Le panel auquel il participait au congrès de Montréal portait sur les partenariats dans la lutte contre la désinformation. Silverman y tentait d’imaginer un partenariat entre journalistes et chercheurs. Par exemple, les journalistes sont bien placés pour ramasser l’info sur le terrain — comme son équipe l’a fait en enquêtant sur les fausses nouvelles qui pullulaient pendant la campagne électorale —, mais des chercheurs pourraient ensuite apporter leur expertise et creuser davantage.
Je pense que lorsque vous êtes devant un problème aussi complexe et qui implique une immense quantité de données, ce ne sont pas tous les journalistes qui sont bien équipés pour ça, et les chercheurs pourraient venir en aide… Je pense qu’il y a une zone mitoyenne à trouver entre le travail du journaliste qui recherche l’anecdote et le travail révisé par les pairs du scientifique qui prend des années à publier.

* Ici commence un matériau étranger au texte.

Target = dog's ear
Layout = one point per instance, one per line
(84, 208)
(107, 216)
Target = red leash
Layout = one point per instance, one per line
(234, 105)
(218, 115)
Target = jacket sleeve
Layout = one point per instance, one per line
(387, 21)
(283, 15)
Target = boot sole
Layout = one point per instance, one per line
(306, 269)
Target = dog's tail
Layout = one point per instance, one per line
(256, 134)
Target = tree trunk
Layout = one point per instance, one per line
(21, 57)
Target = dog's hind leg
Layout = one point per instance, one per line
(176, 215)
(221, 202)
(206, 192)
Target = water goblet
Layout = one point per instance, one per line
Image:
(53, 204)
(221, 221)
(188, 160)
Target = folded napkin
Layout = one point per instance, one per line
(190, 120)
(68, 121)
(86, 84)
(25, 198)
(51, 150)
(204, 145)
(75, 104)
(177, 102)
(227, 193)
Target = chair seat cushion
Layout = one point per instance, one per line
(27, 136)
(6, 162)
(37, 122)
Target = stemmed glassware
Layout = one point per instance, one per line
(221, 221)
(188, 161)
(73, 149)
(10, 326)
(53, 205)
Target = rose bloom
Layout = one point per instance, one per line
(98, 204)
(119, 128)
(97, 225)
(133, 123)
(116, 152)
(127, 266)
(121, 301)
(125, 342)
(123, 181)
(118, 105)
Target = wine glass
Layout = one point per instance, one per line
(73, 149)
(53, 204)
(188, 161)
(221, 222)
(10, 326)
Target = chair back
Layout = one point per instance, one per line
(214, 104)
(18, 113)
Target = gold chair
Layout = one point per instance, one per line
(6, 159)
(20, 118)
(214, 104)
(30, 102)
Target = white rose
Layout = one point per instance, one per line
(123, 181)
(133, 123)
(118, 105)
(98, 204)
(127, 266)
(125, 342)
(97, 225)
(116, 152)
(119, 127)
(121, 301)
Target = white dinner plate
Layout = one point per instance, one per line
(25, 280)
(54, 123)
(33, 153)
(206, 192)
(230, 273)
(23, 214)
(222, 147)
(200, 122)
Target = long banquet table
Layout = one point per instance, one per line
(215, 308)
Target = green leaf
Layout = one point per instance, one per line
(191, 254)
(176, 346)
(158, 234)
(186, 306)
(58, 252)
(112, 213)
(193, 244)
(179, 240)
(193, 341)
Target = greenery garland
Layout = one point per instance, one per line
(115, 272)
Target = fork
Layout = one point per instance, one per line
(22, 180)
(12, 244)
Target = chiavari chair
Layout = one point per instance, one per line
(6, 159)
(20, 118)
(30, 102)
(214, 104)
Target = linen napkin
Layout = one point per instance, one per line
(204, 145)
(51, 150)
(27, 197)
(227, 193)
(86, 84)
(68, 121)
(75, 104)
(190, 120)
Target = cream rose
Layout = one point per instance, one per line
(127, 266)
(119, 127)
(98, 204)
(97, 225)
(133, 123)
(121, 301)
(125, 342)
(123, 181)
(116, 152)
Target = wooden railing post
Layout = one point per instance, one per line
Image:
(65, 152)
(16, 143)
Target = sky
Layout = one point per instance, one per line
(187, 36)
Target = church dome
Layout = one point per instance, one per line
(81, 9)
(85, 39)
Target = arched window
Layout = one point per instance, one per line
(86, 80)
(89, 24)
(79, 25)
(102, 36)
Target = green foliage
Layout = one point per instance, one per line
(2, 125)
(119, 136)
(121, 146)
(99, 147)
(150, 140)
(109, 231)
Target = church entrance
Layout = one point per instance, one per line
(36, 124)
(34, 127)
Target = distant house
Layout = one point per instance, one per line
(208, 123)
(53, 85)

Cela dit, n’y a-t-il pas traditionnellement de grandes difficultés à créer des partenariats entre journalistes et scientifiques?
Écoutez Silverman sur l’humilité nécessaire des deux côtés
« S’il y a une chose que je retiens de l’élection de 2016, c’est que les trucs de propagande sont en tout points semblables aux canulars motivés par l’argent. » Ils sont désormais indissociables l’un de l’autre, ce qui n’aurait pas été le cas il y a quelques années. Il a lui-même fait prendre conscience au public de cette évolution à travers ce reportage sur des jeunes adultes de Macédoine et leurs sites de fausses nouvelles « pro-Trump », mis en ligne pas parce qu’ils aimaient Trump, mais parce que ça attirait un achalandage énorme qui leur permettait de récolter des revenus publicitaires.
Or, s’il y a un parallèle à faire entre les sujets que ciblent les sites de vérification des faits qui s’intéressent à la politique (PolitiFact, FactCheck.org, Les Décodeurs) et le Détecteur de rumeurs qui, lui, s’intéresse à la science, il est là : les gens qui promettent des traitements-miracles peuvent le faire avec les mêmes arguments, peu importe que leur intention soit de faire de l’argent ou de défendre une cause en laquelle ils croient vraiment.
Et le citoyen lui, jusqu’à quel point se soucie-t-il de ce problème? « Je pense qu’à la base, les gens n’aiment pas l’idée de fausse information. Mais quand ce sont des infos qu’ils sont enclins à croire, ils peuvent être hostiles » lorsqu’on leur apporte des arguments contraires… Bref, tout le monde est d’accord pour dire que de vérifier les faits, c’est une bonne chose… tant que ça n’entre pas en conflit avec nos croyances.